State weakness and forced migration in DRC

The situation in the east of the Democratic Republic of Congo (DRC) provides an illustration of the many obstacles to dealing with the closely linked issues of forced migration and state fragility. DRC is widely acknowledged to be a failed state. In the 2012 Failed State Index, the country was in 2nd place. It was ranked 1st on the demographic pressures indicator, 3rd on refugees/IDPs, 4th on ‘uneven development’ and 2nd on human rights.[2] While there is a range of ways of measuring state fragility, or even failure, it is generally accepted that the absence of law and order and weak central government undermine states’ abilities to respect their basic functions and resist insurgencies and the rise of mercenary groups that challenge the state’s monopoly of the use of force.

Demographic pressures, uneven development and conflict over resources, coupled with the inability of the country’s armed forces to halt violations by rebel groups in the east, continue to trigger displacement. There are estimated to be around 476,000 refugees in neighbouring countries, and around 1.57 million IDPs in DRC.

Eastern DRC has also hosted many refugees. The arrival of waves of ‘Rwandophones’, speakers of Kinyarwanda (the official language of Rwanda), before, during and after the Rwandan genocide of 1994 exacerbated the tensions that already existed between Congolese Rwandophones and other ethnic groups in North and South Kivu Provinces, where repeated waves of forced migrations from Rwanda have led to serious instability. With the outbreak of war in Congo in 1996, many Kinyarwanda speakers, both Congolese and Rwandan, were forced across the border into Rwanda, where significant numbers remain. Armed battles manipulating ethnic tensions, as well as economic interests in gaining control over land and precious natural resources, have made eastern Congo one of the most deadly regions in the world.[3]

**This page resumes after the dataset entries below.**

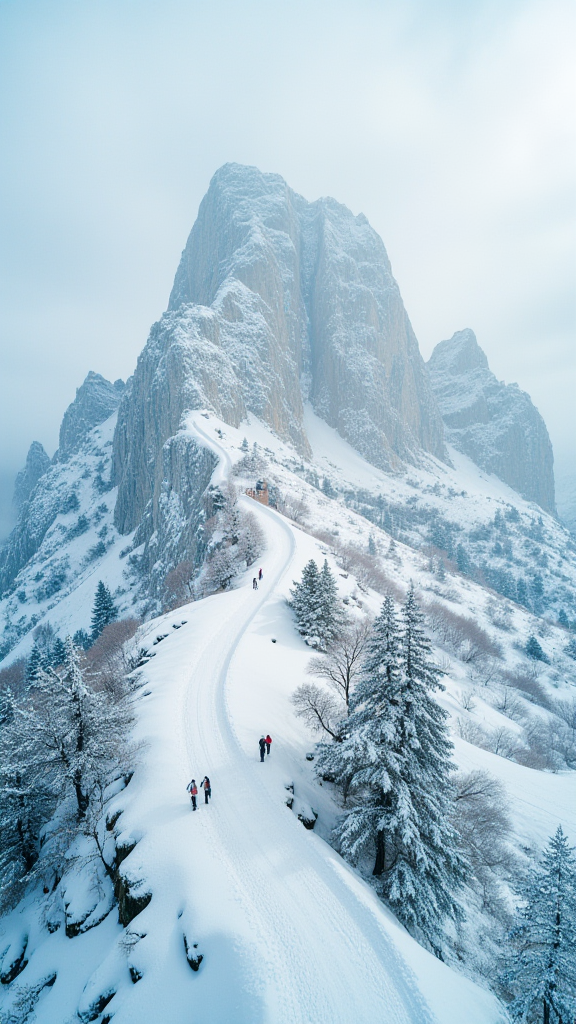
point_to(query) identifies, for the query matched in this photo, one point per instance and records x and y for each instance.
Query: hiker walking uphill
(193, 790)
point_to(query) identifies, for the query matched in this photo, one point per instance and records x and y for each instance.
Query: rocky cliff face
(277, 300)
(37, 463)
(493, 423)
(95, 400)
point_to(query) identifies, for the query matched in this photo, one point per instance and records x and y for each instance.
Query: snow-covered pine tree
(366, 763)
(428, 868)
(534, 649)
(315, 603)
(25, 808)
(70, 736)
(57, 653)
(540, 968)
(81, 639)
(331, 614)
(104, 611)
(395, 762)
(34, 664)
(304, 601)
(220, 569)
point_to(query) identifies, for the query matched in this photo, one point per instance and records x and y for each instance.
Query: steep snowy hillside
(276, 299)
(73, 543)
(284, 372)
(243, 886)
(493, 423)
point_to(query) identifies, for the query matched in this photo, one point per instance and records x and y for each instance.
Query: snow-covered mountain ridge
(285, 355)
(214, 683)
(494, 424)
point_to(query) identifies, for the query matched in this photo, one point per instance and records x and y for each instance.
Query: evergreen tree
(395, 762)
(315, 603)
(25, 807)
(57, 654)
(81, 639)
(462, 560)
(331, 615)
(304, 600)
(34, 666)
(105, 610)
(540, 973)
(534, 649)
(69, 735)
(522, 592)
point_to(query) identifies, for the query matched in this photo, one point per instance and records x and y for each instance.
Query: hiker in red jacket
(193, 790)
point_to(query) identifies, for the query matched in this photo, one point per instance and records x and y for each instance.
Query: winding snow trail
(314, 942)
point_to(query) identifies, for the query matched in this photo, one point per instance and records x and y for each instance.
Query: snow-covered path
(289, 934)
(317, 961)
(297, 937)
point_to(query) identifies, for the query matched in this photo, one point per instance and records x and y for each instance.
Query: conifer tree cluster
(62, 742)
(315, 603)
(394, 766)
(540, 966)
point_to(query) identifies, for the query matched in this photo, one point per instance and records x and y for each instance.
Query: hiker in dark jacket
(193, 790)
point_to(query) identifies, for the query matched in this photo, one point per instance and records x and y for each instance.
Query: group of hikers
(193, 790)
(192, 787)
(264, 742)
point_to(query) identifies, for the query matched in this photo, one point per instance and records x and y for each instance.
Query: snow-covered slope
(287, 932)
(495, 424)
(73, 544)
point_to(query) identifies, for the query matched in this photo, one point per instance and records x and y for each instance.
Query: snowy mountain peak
(458, 354)
(37, 462)
(495, 424)
(95, 399)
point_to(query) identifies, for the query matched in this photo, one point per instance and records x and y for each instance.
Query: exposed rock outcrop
(53, 493)
(37, 462)
(95, 399)
(276, 300)
(495, 424)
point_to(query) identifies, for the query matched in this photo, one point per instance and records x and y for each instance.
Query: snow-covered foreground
(288, 932)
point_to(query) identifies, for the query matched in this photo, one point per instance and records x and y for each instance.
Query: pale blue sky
(450, 125)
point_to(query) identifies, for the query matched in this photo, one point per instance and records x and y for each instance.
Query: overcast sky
(449, 124)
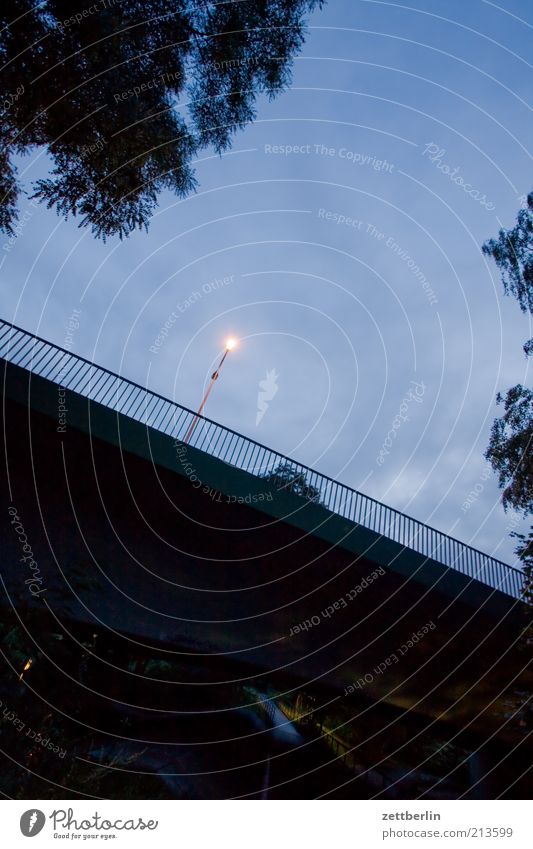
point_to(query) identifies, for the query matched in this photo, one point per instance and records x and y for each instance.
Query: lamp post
(230, 344)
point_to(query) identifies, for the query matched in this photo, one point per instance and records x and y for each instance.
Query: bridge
(225, 554)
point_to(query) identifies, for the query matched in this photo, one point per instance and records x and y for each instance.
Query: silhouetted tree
(289, 477)
(512, 252)
(98, 86)
(510, 450)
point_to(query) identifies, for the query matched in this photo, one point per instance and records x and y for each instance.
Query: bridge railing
(79, 375)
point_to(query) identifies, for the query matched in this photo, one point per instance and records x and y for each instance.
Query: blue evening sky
(410, 120)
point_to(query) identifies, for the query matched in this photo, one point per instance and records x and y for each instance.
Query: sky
(340, 242)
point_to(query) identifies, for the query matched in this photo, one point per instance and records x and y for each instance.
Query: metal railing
(122, 395)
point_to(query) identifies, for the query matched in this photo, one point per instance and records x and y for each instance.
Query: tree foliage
(513, 253)
(510, 448)
(291, 478)
(98, 86)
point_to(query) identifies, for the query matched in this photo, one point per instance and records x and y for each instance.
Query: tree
(512, 252)
(511, 440)
(98, 86)
(511, 447)
(289, 477)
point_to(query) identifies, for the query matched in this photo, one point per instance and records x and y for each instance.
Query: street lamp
(230, 345)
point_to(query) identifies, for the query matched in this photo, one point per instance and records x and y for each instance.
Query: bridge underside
(215, 572)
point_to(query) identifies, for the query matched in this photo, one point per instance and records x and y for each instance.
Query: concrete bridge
(208, 551)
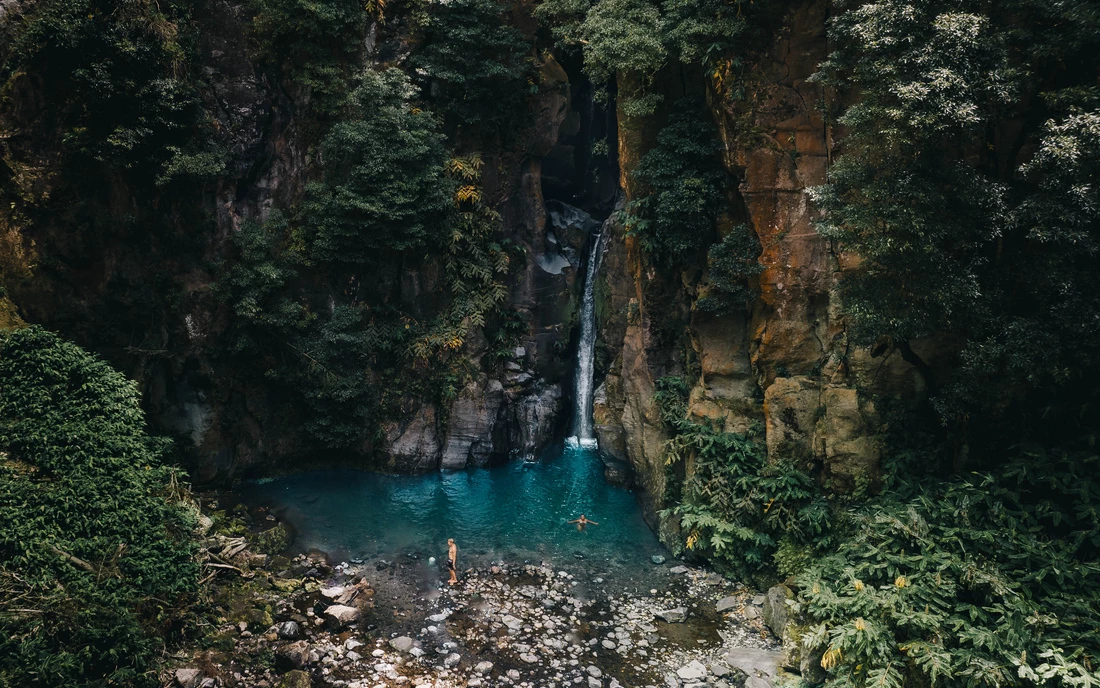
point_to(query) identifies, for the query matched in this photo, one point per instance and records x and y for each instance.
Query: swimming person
(452, 560)
(583, 522)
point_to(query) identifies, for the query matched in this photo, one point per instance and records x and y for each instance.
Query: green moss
(272, 541)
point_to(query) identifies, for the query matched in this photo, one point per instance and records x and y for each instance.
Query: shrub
(112, 76)
(474, 66)
(684, 179)
(95, 549)
(314, 41)
(980, 581)
(735, 506)
(384, 186)
(730, 263)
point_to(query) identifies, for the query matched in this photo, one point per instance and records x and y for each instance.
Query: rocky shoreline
(276, 622)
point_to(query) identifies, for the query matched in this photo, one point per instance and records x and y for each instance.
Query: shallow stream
(516, 512)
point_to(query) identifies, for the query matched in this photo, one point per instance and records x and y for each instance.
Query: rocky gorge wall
(783, 369)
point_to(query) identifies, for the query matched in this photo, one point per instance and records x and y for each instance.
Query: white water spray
(583, 435)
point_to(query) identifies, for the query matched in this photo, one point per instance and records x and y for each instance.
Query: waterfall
(583, 435)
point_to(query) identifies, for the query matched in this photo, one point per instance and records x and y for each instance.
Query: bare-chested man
(583, 522)
(452, 560)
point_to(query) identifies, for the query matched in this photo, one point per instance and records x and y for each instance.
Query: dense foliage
(384, 186)
(986, 580)
(968, 186)
(675, 220)
(475, 67)
(387, 195)
(732, 263)
(315, 42)
(95, 550)
(114, 83)
(745, 514)
(639, 37)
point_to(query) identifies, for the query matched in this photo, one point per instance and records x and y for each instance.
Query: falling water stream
(585, 351)
(518, 511)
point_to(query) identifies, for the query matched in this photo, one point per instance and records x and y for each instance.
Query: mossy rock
(286, 585)
(259, 619)
(272, 541)
(223, 641)
(295, 679)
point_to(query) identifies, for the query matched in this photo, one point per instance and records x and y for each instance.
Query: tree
(965, 187)
(384, 187)
(473, 65)
(96, 556)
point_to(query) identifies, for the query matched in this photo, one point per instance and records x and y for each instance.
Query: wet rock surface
(506, 624)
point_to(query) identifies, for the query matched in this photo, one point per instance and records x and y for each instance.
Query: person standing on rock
(583, 522)
(452, 560)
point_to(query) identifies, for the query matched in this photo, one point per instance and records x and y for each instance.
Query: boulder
(295, 679)
(693, 670)
(726, 604)
(342, 615)
(777, 613)
(672, 615)
(295, 654)
(188, 677)
(483, 667)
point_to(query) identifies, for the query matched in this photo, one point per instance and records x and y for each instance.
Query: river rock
(777, 613)
(287, 630)
(403, 643)
(332, 592)
(693, 670)
(755, 662)
(341, 615)
(483, 667)
(188, 677)
(726, 604)
(295, 654)
(295, 679)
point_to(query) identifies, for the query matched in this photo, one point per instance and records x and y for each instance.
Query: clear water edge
(519, 511)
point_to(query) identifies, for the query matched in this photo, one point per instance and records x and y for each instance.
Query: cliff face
(785, 368)
(145, 298)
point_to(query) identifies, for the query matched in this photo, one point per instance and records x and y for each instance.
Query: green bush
(315, 42)
(965, 231)
(474, 67)
(987, 580)
(112, 77)
(684, 179)
(96, 557)
(384, 185)
(735, 506)
(730, 263)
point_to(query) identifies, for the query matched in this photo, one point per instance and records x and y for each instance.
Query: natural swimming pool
(515, 512)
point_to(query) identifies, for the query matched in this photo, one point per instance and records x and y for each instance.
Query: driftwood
(72, 559)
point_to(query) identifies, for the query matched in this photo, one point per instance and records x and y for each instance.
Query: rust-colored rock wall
(785, 369)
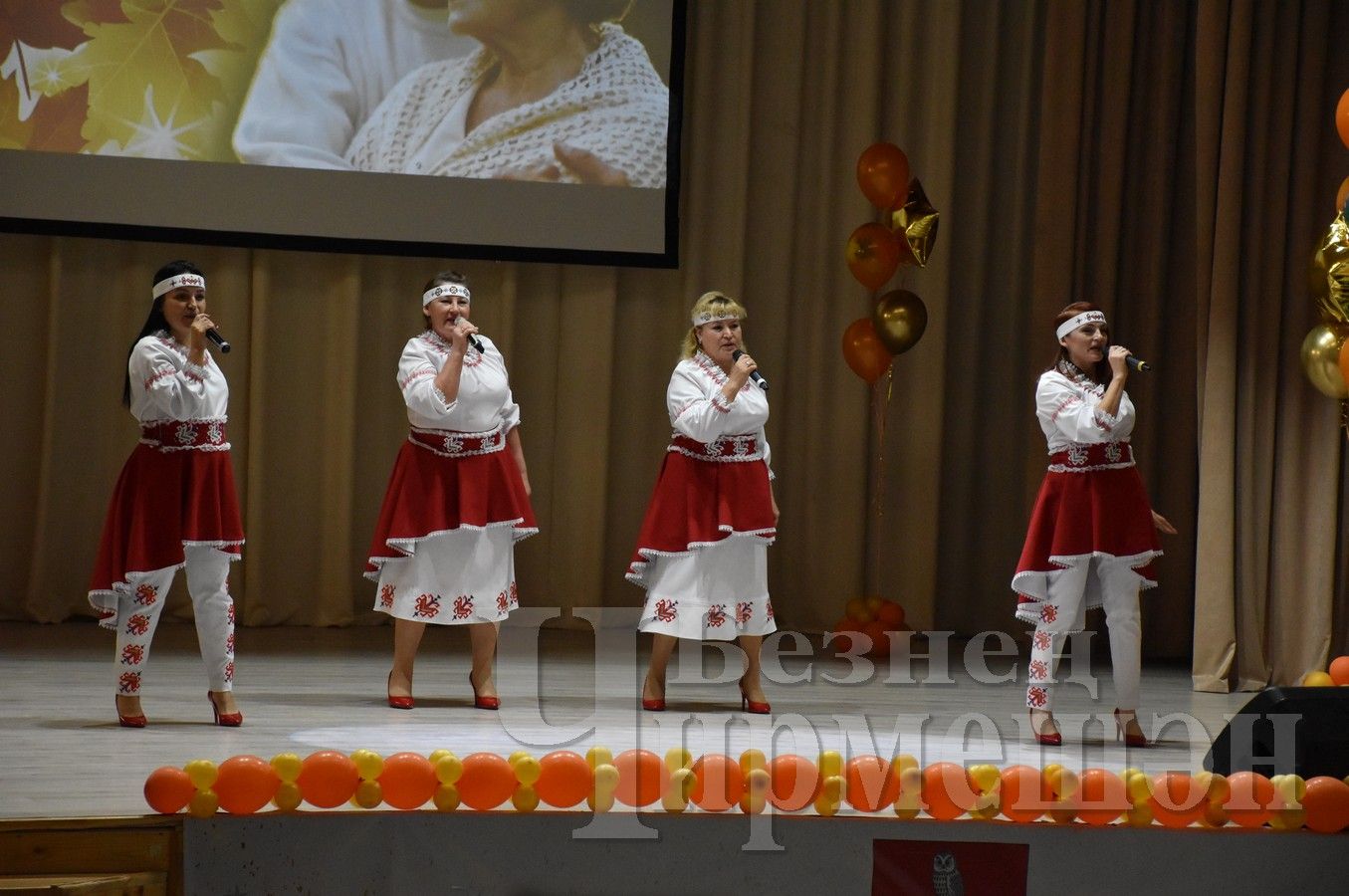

One of the favoured solutions of the international community in this case is repatriation. However, a major obstacle in the way of the repatriation of Congolese refugees from Rwanda is the suspicion that Rwanda will exploit the opportunity to ‘return’ non-Congolese Kinyarwanda-speakers in an attempt to alter the ethnic composition of the region and gain access to precious land and resources. Inter-group relations in eastern DRC are so bad that many refugees fear returning, and prefer to remain in refugee camps in Rwanda, in spite of dire conditions.

It is vitally important to avoid forced return, or the return of refugees to areas where their life or freedom are at risk. Questions about the best way of ensuring voluntary repatriation and effective citizenship are complicated by the extreme fragility of the Congolese state. Many would-be returnees recognise the special international status of formal citizenship, and seek comfort in the theoretical value of a Congolese state. There is an inescapable irony in this situation, given that these are the same people who have been the most obvious victims of the state’s actual failure. Ironically, in DRC as in many fragile and failing states, effective access to the fruits of citizenship is either impossible or based on the same communal ties that aggravate state weakness and forced migration.